Nelson Morales

Atleticos de San German
- League: BSN

Personal information
- Nationality: Puerto Rican

Career information
- Playing career: 1963–1973

Career history
- 1963–1973: Atleticos de San German

Career BSN statistics
- Points: 1,069 (7.5 ppg)
- Rebounds: 277 (2.0 rpg)
- Assists: 181 (1.3 apg)

= Nelson Morales (basketball) =

Player for the basketball league in Puerto Rico

Nelson Morales (born approx. 1945) is a retired Puerto Rican BSN professional basketball player. He played nine seasons for the Atleticos de San German in the city of San German, averaging 7.5 points, 2.0 rebounds and 1.3 assists per game.

==Basketball career==
Morales began playing for the Atleticos in 1963, playing in 14 games that season, with an average of 4.2 points a game, without recording a rebound or assist in any of the 14 games he played at.

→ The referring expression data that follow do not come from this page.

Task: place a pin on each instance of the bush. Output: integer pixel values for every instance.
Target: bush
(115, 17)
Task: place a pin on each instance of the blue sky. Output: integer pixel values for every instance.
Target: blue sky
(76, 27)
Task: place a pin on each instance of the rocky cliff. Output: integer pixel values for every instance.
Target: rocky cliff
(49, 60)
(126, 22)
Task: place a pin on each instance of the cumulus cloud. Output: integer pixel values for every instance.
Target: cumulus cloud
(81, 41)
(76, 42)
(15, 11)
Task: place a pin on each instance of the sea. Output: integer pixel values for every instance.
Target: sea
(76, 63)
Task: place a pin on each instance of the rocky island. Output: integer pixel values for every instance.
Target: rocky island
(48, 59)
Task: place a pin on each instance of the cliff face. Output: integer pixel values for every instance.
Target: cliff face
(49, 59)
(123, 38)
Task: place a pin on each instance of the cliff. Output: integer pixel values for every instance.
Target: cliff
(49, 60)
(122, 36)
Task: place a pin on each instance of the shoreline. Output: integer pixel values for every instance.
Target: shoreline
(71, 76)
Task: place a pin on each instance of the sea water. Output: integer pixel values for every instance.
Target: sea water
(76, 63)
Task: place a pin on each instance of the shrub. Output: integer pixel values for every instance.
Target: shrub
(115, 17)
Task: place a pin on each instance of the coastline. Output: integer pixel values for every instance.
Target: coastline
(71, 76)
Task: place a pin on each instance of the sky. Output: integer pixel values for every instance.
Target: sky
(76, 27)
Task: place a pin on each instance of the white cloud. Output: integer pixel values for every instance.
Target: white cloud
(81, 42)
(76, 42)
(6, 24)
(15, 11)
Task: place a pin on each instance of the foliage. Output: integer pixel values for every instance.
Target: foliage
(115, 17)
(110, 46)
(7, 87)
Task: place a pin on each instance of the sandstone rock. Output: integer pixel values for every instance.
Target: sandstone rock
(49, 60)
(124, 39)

For the next two years, his stats did not improve very much, but in 1966, he saw an increase in play time, which in turn led to a much improved level of performance and he averaged double digits in scoring for the first time in his BSN career, scoring 230 points in 20 games for an average of 11.5 points a game. He also caught his first recorded BSN rebound and passed his first recorded BSN assist, finishing with 2.6 and 1.1 per game in those two categories, respectively.

Aside from having a woeful season from the free-throw line during 1967, (he made only 38 of 171 attempts for an average of 22 percent free throws made) the 1967 BSN season turned out to be the best, statistically speaking, of Morales' 9 seasons at Puerto Rico's top professional basketball league, as he averaged 13.7 points per game, with 4.3 rebounds and 3.2 assists per game, all career highs for the young basketball player.

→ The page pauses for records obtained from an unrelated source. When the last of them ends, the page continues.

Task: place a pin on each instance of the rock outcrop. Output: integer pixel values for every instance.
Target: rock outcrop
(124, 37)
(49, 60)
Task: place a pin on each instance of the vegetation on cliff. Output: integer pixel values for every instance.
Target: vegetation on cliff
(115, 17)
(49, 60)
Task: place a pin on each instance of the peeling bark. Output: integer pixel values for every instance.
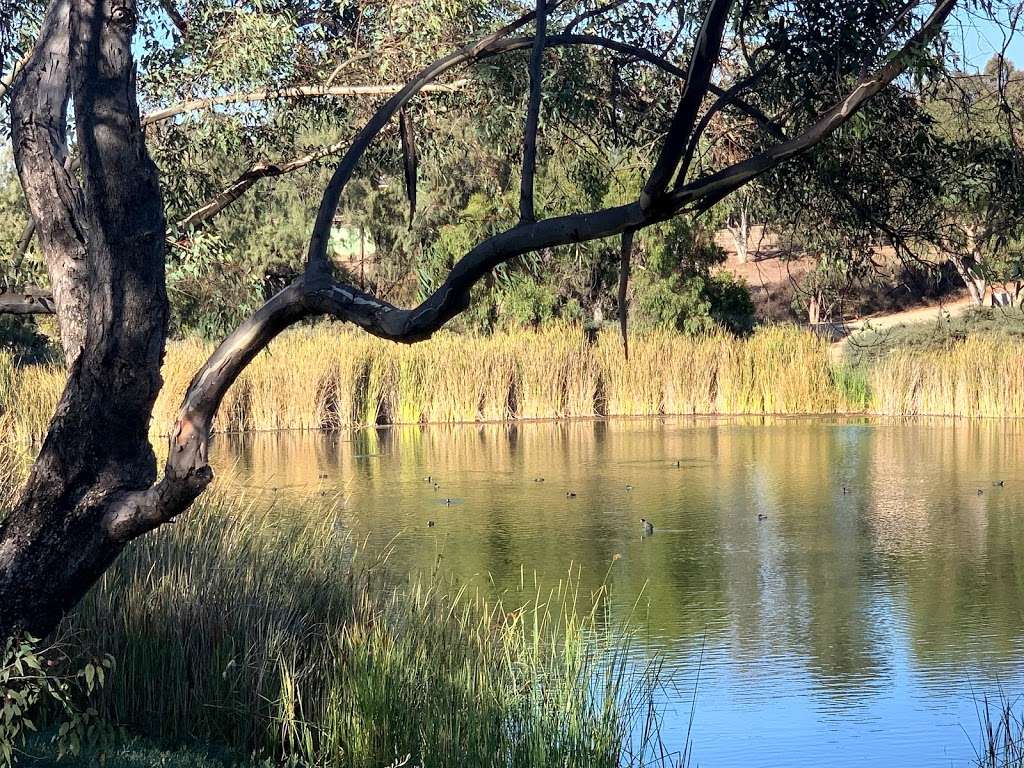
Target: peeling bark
(92, 487)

Those numbers declined sharply during the 1968 season, when he was able to play in only 9 games due to injury, and had averages of 6.6 points, 2.2 rebounds and 1.8 assists per game. Morales spent the 1969 BSN season sidelined and returned during the 1970 season, faring a bit better statistically-wise but also falling victim to injury again. During the 1970 season, Nelson Morales played in 11 BSN games, averaging 1.8 assists, 3.1 rebounds and 8.2 points per game.

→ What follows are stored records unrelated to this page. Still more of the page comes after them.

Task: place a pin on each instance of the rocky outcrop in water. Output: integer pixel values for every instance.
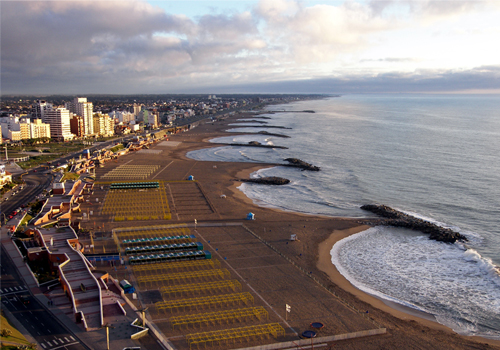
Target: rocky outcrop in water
(272, 134)
(270, 180)
(256, 144)
(294, 162)
(399, 219)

Once again, injuries hampered his career during 1970 and 1971, year in which he did not see action during the 1971 BSN season. In 1972, Morales returned to the BSN basketball courts, participating in 13 games for the Atleticos, scoring 6.6 points, passing for 2.0 assists and catching 1.5 rebounds for the Atleticos.

Finally, Morales participated in 8 games during the 1973 BSN season for the Atleticos, with an average of 1.0 points and rebounds per game, without recording any assists. He announced his retirement from professional basketball soon after.

==Other sports==
The town of San German honored Morales by naming a local softball league, the "Nelson 'Cayito' Morales" softball league. The league was incorporated in 2002.